I'll admit I clicked on the thread hoping to see and learn from some really conclusive and technical posts from authorities on this topic, but unfortunately I guess it's just one of those things where nobody /really/ knows what's going on, and practicing engineers just get by with big factors of safety to account for the uncertainty. So I'll throw in my $.02, with the caveat that I don't really know what I'm doing, and am still trying to learn better techniques to analyze bolted joints. (advice on the internet is worth no more than what you paid for it)
The NASA Fastener Design Handbook NASA RP-1228 (
http://snebulos.mit.edu/projects/reference/NASA-Generic/NASA-RP-1228.pdf) has some basic equations for estimating fastener pullout strength. See page 21 of the handbook (page 23 of the pdf).
Fulmen's technique of estimating pullout by calculating shear strength of the cylinder of aluminum at the OD of the fastener is a decent way to estimate. It's also what the NASA handbook does, except they include a de-rating of that calculated number by ~50-67%, which matches my experience. I think the number Fulmen came up with is a bit high, likely due to not including the factor of 2 or 3 de-rating. This technique assumes the female thread has significantly less shear strength than the male thread, and assumes the male thread is made of a somewhat stiffer material than the female thread.

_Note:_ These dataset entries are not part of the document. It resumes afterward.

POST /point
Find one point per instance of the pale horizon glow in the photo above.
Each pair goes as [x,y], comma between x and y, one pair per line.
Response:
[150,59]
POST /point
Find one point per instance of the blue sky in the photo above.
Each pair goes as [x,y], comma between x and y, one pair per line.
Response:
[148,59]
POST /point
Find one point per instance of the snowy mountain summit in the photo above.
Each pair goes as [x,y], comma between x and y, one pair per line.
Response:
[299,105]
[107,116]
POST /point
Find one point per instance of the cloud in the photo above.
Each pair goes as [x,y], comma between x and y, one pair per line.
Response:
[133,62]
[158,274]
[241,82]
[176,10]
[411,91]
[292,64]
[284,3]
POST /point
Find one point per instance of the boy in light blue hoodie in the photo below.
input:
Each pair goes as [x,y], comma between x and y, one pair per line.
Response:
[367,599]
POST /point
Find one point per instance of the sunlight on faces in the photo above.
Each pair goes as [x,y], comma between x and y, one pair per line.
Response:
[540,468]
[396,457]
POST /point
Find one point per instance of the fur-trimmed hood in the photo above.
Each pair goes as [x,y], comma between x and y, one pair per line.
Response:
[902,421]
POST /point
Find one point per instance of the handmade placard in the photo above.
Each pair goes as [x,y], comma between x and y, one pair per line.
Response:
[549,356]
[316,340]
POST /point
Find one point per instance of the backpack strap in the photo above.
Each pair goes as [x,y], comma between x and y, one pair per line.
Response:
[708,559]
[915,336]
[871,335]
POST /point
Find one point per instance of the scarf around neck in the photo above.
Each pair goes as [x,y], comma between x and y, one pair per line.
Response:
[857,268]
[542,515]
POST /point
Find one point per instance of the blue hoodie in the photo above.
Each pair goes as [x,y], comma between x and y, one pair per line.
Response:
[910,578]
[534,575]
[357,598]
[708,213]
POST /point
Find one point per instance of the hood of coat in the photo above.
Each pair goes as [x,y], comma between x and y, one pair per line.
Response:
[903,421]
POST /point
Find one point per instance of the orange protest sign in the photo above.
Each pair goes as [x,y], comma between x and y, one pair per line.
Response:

If you need more pullout strength and have the room, a helicoil or other threaded insert will get you closer to the breaking strength of the fastener without making deeper threads.
For like-material bolted joints (steel bolt in steel threads, etc), nuts can be used as a rough guide of adequate thread engagement for full bolt strength. Standard nuts are designed to have enough thread engagement that the bolt fails in tension before the nut strips.
If you decide to do a test-assembly, I would recommend measuring thread pullout strength directly with a load-cell or weights rather than using a torque-wrench, due to huge uncertainties in the frictional resistance of bolted joints. I would expect these threads to fail at <800 lbf, considering a 70ksi 6-32 fastener yields at ~650 lbf and a #4-40 goes at ~450 lbf.
Note, it is considered bad design practice to design bolted joints such that the working loads exceed the preload of the fasteners holding the joint together. I wouldn't recommend joint preload beyond ~70% of yield strength, which in this case will likely be driven by thread pullout strength rather than fastener yield strength.
As an aside, Don, that is the most beautiful focuser I've ever seen. Super-cool design and implementation!